Far-Right Extremism: An Historical Insight

In the past month alone, we have witnessed several incidents by far-right groups across the UK and Europe. In Germany, 9 lives were lost to a racially-motivated, vicious attack. Muslims in Rotherham are taking measures to secure and protect mosques from far-right threats. With such occurrences becoming worryingly common, it is critical now more than ever, that we seek to understand the historical circumstances that have nurtured the growth of far-right groups. In the second part of this series on far-right extremism (click here to read part one), Hayyan gives us an insight into where and when such groups originated, and how they have evolved over the last century. – Editor’s note

In contemporary far-right scholarship, the trajectory of the far-right has often been split into four so-called “waves”. These refer to different historical periods after the Second World War in which the far-right has been active, and, more importantly, at times grown in stature. While they are rough time periods, they are useful in mapping out modern far-right groups and their development. 

The first wave of the far-right can be placed after WW2 between approximately 1945 – 1955. WW2 claimed the lives of millions of people across the world, destroyed cities, and witnessed regimes across Europe that caused some of the worst atrocities seen in human history. But emerging from this era were some far-right parties and individuals with connections to the old regimes, espousing ideologies associated with fascism and Nazism.

Such parties included remnants of the German Nazi Party whose leader Adolf Hitler continued to be a figurehead for some on the far-right (still to this day). While some of these parties contested elections, the vast majority never passed the necessary electoral threshold. Others were simply banned – they were unable to even compete in elections. Those that had existed in the pre-war era, such as Oswald Mosley, a revered figure on the extreme right, whose British Union of Fascists (BUF) were banned by the British Government in 1940, were pushed into irrelevance. At this stage, the memory and destructive legacy of WW2 meant that far-right parties borne out of this era were largely rejected – they operated at the fringe of society.

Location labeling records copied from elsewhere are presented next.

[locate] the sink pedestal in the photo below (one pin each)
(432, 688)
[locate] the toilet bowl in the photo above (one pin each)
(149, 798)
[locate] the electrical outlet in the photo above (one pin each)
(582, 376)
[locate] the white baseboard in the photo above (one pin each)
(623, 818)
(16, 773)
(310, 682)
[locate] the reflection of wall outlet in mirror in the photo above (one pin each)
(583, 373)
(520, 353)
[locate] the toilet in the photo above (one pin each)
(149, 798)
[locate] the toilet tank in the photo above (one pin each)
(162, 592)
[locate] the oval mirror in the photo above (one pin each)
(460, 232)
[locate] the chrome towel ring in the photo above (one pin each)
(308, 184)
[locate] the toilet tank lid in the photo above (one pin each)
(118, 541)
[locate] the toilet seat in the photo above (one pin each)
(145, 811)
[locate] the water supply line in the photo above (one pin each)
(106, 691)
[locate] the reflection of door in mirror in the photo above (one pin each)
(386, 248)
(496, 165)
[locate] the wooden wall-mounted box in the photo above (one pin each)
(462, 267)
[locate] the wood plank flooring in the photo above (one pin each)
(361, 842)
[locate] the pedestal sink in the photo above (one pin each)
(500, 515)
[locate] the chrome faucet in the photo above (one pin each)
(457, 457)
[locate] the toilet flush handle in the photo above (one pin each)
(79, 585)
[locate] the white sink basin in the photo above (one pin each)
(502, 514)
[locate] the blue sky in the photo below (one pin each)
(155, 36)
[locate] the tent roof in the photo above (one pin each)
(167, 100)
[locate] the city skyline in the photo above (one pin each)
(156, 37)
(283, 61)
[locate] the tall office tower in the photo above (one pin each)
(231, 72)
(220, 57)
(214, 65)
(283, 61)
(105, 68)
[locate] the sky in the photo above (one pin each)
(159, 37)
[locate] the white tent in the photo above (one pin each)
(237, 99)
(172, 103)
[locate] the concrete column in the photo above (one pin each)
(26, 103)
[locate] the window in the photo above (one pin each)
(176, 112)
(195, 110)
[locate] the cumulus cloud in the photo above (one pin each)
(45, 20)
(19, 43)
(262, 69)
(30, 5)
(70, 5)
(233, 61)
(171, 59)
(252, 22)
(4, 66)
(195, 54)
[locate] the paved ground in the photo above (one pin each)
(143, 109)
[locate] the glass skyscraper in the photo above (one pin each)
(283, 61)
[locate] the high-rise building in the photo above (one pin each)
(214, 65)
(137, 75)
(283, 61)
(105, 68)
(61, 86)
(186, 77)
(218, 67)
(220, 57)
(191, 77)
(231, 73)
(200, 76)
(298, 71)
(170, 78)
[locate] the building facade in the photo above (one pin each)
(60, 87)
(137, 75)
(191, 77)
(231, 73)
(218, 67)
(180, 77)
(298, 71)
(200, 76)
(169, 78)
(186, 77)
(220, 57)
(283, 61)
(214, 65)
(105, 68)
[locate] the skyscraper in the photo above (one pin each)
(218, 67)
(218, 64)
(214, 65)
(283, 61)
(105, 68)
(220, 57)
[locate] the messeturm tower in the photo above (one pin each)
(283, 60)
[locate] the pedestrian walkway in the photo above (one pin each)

The second wave, which is situated between 1955 – 1980, saw an increase in the number of far-right parties. In the UK, the notorious National Front, formed from a group of small far-right groups, was established in 1967. (The National Front today remains the only UK-based far-right organisation designated as a terrorist group by the British Government.) Parties in Denmark and France also emerged with minor success. In the US, the American Independent Party was formed, which was an openly racist party whose leader George Wallace called for segregation. Wallace did win a number of States in his native south during one of his presidential runs, although he failed on three other occasions. Once again, however, this period yielded few results for far-right parties, which continued to operate on the fringe of society and articulated anti-immigrant and often racist views. 

The third wave, between 1980 – 2000, saw a significant uptake in far-right activity across Europe. During this period, far-right groups continued their usual attacks against immigrants and minorities, and professed nativist and authoritarian tendencies. Groups such as the British National Party (BNP), which was formed in 1982, also pandered to more open expressions of racism. 

But where previous parties had operated on the fringe, this wave saw a steady movement of groups into the mainstream and national parliaments. Groups such as the Belgian Flemish Bloc (FB) exploited European-wide issues of high unemployment and migration for their own gain. Older parties that had traditionally towed the mainstream line, such as the Freedom Party of Austria (FPÖ), became hard-line in their views, refashioning themselves into a far-right party and making parliamentary gains. In 1986, the French National Front, today known as the National Rally and led by Marine Le Pen, also gained 35 seats in parliament. New far-right parties were also formed after the fall of communism in 1989 in Slovakia and Croatia.

The steady rise of far-right parties in national parliaments continued into the fourth wave, which is situated from 2000 to the present day. In just four short eras, far-right parties went from post-war irrelevance, bound up with the memory of fascism, to playing prominent roles in national parliaments. This has included parties such as Fidesz in Hungary, which has had a parliamentary majority since 2010, Matteo Salvini’s Lega Nord in Italy, and the Alternative for Germany (AfD). 

All these gains have been accelerated by three key events: 9/11, the 2008 Recession, and the so-called refugee crisis of 2015. As the far-right scholar Cas Mudde notes in his book The Far Right Today, “all western democracies were affected by these events, shaking the national and international political status quo, and giving rise to an unprecedented wave of Islamophobic and populist protest”. Far-right parties have exploited these events for their own gains, promoting anti-Muslim and anti-immigrant sentiment, as well as riling against Eurosceptism and what they view as “PC-culture”. To illustrate the growing effect of these incidents on European politics, far-right parties gained an average of almost 5% of all votes between 2000 – 2010. In the ten years that followed, this rose to 7.5%. 

This is the trajectory of far-right politics that we’re dealing with today: a steady rise of far-right groups in the mainstream, which are pushing more nativist and xenophobic rhetoric. This is having a significant impact on minority, Muslim and immigrant communities who continue to face abuse and stigmatisation. In light of this, minority communities need to curb the growth of the far-right by engaging more in political affairs, and making sure that their voices are heard. Let’s make sure that a fifth wave is led by our communities, which pushes the far-right back into irrelevance, rather than the mainstream direction that they are moving in today.